In the processor, factors such as small size, low power consumption, low cost, and flash memory are essential. According to the available processors in the market, an SMD microcontroller of Atmega8 with AVR series is employed. This processor has the smallest size among Atmegas and has 8 KB of flash memory, 512 bytes of EEPROM memory, 2 kilobytes of SRAM, 6 of analog-to-digital converter of 10-bit, 32 input and output ports, SPI connection, USART connection, serial two-wire connection (UART), internal and external interrupts, and three timers with operating voltage between 2.7 to 5.5 V [47]. Their frequency is from 1 to 16 MHz, and the power consumption of this processor is adequately low, which makes it suitable for this purpose.

The mentioned microcontroller processes the data in both the transmitter and the receiver. The transmitters include a microcontroller of Atmega8, an MPU-9250, and an NRF24L01 shown in Figure 2a–c. The data of MPU-9250 is read by the microcontroller via the I2C protocol and then is transmitted to the NRF24L01 through the SPI protocol. Initial registers are defined in the transmitter in Atmega8 to read data from the MPU-9250 and send it to the NRF24L01. For this purpose, these registers are defined based on data sheets in [45, 46]. Accordingly, the first address of the register is sent by Atmega8 on the I2C bus to read the data of MPU-9250, and then the value of the address is put back on the bus by the processor of MPU-9250, and finally, Atmega8 receives the data. In order to send the data to NRF24L01, some registers are defined in Atmega8 and after receiving the data MPU-9150 by Atmega8, it is sent to NRF24L01.
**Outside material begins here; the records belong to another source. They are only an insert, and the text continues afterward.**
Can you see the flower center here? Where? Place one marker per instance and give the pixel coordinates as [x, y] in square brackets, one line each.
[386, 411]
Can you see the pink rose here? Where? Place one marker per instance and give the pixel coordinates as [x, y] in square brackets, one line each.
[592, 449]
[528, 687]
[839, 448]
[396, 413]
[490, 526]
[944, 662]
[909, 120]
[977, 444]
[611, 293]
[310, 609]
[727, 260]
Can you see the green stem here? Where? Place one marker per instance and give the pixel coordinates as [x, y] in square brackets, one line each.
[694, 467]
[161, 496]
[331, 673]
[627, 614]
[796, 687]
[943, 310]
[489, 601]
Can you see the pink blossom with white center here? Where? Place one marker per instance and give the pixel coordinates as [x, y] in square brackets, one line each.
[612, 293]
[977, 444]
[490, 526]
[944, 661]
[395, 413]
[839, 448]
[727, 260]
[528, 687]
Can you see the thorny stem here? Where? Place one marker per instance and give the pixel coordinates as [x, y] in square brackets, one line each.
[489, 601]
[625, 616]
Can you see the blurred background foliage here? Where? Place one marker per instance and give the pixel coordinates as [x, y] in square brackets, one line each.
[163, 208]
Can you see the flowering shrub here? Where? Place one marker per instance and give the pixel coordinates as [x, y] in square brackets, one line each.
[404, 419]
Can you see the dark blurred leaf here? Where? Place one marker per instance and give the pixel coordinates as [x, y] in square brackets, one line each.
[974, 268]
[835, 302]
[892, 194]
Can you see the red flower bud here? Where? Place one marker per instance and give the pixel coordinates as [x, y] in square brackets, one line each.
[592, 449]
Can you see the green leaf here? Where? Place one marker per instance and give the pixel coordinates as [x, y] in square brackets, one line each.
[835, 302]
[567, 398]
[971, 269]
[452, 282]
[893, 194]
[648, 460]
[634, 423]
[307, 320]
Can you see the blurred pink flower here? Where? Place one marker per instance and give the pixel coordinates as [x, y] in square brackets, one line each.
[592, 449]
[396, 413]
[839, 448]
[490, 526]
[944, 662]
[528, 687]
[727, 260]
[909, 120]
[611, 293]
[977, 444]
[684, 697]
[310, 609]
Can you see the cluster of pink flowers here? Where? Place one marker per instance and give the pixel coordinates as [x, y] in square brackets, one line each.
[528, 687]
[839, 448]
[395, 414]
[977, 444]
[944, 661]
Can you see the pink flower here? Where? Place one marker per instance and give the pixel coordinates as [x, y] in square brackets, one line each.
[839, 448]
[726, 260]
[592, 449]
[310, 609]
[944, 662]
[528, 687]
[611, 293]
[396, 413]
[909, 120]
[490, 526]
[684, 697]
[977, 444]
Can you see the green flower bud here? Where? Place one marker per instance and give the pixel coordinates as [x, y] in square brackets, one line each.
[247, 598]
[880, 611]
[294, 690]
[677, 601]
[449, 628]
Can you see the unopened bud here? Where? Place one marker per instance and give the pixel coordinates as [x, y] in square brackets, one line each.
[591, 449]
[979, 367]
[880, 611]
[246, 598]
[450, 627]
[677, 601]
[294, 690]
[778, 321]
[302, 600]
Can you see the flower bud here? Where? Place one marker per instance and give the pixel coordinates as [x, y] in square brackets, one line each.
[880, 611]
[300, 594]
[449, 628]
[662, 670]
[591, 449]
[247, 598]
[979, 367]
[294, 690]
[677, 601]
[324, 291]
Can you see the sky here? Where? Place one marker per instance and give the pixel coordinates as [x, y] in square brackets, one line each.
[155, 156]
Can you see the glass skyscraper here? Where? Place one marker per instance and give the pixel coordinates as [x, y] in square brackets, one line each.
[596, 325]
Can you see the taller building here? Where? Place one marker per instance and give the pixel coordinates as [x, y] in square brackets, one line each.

The prototype of the developed transmitter: (a) top layer and battery, (b) bottom layer, and (c) all of the components in a developed box. The prototype of the central node: (d) top layer and (e) bottom layer

The central node consists of an Atmega8, an NRF24L01, and a TTL to USB converter (Figures 1b and 2c,d), and the data is briefly taken by NRF24L01 using the Atmega8 and then sent to the serial port of a personal computer. Indeed, the initial registers should be defined in Atmega8 of the central node for receiving the data and correct communication with NRF24L01. These registers include specifying the transmitter and receiver address, specifying the address of each byte of transmitted information, determining the transmitter and receiver operating frequency, operating bandwidth, and bit rate of data, and acknowledgment [46], [48]. These registers are also defined in the transmitter for communication between Atmega8 and NRF24L01. After sending a few bytes of data by the transmitter, the data is received by the microcontroller (Atmega8) using NRF24L01 via the SPI bus. Then, the microcontroller sends it to the USB port of a personal computer through the UART protocol to display and perform complex mathematical operations that cannot be written in the microcontroller. The data is sent at a rate of 115,200 bits per second to the computer serial port. The bit rate is maximum for sending data through the serial port and helps to accurate monitoring of movements. According to the transmitted data of the accelerometer, gyroscope, and magnetometer, the sample rate is 50 Hz.